Report: LAPD Engaged in Racial Profiling in Traffic Stops
The Los Angeles Times used traffic stop data released by the Los Angeles Police Department (“LAPD”) under a new California law to calculate racial breakdowns of stops. The newspaper found that blacks and Latinos had a much higher chance of being pulled over than whites, although more drugs and weapons have been found on white motorists. The racial disparity has led to Promoting Unity Safety and Health in Los Angeles (“PUSH LA”) to call for a moratorium on pretextual stops and financial compensation for those unlawfully stopped and searched.
The population of LA is roughly 47 percent Latino, 27 percent white, 11 percent Asian, and 9 percent black. The Times analyzed 385,000 traffic stops between July 2018 and April 2019 and found that blacks represented 27 percent of drivers pulled over, Asians 4 percent, Latinos 47 percent, and whites 18 percent.

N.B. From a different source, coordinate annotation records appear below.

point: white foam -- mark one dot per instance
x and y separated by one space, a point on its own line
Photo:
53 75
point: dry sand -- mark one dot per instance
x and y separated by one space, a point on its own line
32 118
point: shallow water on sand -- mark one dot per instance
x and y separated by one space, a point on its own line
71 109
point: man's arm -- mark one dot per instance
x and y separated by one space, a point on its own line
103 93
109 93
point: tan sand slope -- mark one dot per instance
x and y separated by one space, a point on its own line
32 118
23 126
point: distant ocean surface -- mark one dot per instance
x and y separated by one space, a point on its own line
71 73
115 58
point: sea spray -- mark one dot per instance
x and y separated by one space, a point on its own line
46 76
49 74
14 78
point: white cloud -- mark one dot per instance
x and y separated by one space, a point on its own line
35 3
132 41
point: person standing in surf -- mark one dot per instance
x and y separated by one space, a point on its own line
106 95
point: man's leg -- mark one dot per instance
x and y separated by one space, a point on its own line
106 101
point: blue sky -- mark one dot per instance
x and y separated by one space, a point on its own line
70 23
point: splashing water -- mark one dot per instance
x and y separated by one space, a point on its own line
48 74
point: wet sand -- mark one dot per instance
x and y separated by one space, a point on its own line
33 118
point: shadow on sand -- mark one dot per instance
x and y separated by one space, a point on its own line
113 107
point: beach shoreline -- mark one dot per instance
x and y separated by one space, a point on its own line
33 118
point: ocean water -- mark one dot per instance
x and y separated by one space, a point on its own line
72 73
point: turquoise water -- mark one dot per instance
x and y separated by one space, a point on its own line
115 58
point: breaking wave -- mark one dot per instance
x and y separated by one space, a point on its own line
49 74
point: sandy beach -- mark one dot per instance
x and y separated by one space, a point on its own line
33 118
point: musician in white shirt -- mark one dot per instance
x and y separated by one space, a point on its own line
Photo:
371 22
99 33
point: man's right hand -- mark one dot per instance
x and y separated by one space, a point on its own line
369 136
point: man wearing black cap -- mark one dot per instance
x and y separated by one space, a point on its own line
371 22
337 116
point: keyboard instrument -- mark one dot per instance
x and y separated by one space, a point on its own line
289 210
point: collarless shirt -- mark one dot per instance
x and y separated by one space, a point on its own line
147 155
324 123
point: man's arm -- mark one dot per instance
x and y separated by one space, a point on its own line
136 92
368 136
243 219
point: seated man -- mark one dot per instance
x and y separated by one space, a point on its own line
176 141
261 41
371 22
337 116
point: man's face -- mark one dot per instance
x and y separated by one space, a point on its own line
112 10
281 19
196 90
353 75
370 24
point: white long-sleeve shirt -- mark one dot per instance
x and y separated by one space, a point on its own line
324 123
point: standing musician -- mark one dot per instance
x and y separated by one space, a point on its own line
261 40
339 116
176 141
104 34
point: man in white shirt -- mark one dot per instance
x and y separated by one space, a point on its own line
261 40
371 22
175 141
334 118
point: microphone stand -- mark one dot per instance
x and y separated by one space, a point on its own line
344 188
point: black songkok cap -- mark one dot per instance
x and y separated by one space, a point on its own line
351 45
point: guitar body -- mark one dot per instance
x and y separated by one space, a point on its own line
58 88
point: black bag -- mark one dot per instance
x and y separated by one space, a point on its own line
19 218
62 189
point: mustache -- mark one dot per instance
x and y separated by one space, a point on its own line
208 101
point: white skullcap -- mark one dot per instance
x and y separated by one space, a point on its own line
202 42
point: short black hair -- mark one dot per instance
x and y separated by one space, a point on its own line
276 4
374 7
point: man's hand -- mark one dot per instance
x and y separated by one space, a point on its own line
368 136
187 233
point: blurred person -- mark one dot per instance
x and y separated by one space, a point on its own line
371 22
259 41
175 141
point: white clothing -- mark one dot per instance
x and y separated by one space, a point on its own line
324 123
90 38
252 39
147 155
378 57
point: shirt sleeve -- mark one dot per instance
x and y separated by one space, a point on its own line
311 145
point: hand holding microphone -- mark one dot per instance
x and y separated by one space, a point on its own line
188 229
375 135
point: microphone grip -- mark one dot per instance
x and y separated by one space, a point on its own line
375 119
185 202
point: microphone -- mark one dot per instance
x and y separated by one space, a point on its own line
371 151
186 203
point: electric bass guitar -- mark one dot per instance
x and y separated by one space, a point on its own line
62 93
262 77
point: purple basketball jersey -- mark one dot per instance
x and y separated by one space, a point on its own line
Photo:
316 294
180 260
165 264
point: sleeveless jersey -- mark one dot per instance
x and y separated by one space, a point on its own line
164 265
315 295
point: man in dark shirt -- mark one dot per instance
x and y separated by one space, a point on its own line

Equipment violations accounted for 20 percent of stops for blacks and Latinos but only 11 percent for whites. Activists are concerned that these kind of stops are conducted as an excuse for police to search and harass people of color.
Melina Abdullah, co-founder of Black Lives Matter LA, said, “These stops lead to the deaths of our people. For anybody who lives in communities like mine, the data is not a surprise. It’s a validation of what we already know.”
Her organization, along with American Civil Liberties Union of Southern California and other local groups, joined to form the coalition PUSH LA, intent on scaling back traffic stops, ending pretextual stops to look for drugs and weapons, and recognition that the LAPD has engaged in racial profiling with compensation for those affected.
PUSH LA also called for Los Angeles Mayor Eric Garcetti to withdraw the Metropolitan Division of the LAPD from South LA because they had been excessive in racial profiling. LAPD Chief Michael Moore implemented a study of stop-and-search data to better understand differences occurring across races, neighborhoods, and with various police. This will help deploy resources more appropriately and without discrimination, he stated.
He announced he is also making changes to the Metropolitan Division. Crime suppression units will focus on “specific dangerous criminals while engaging in more substantive community outreach, thereby reducing our reliance on investigative stops.”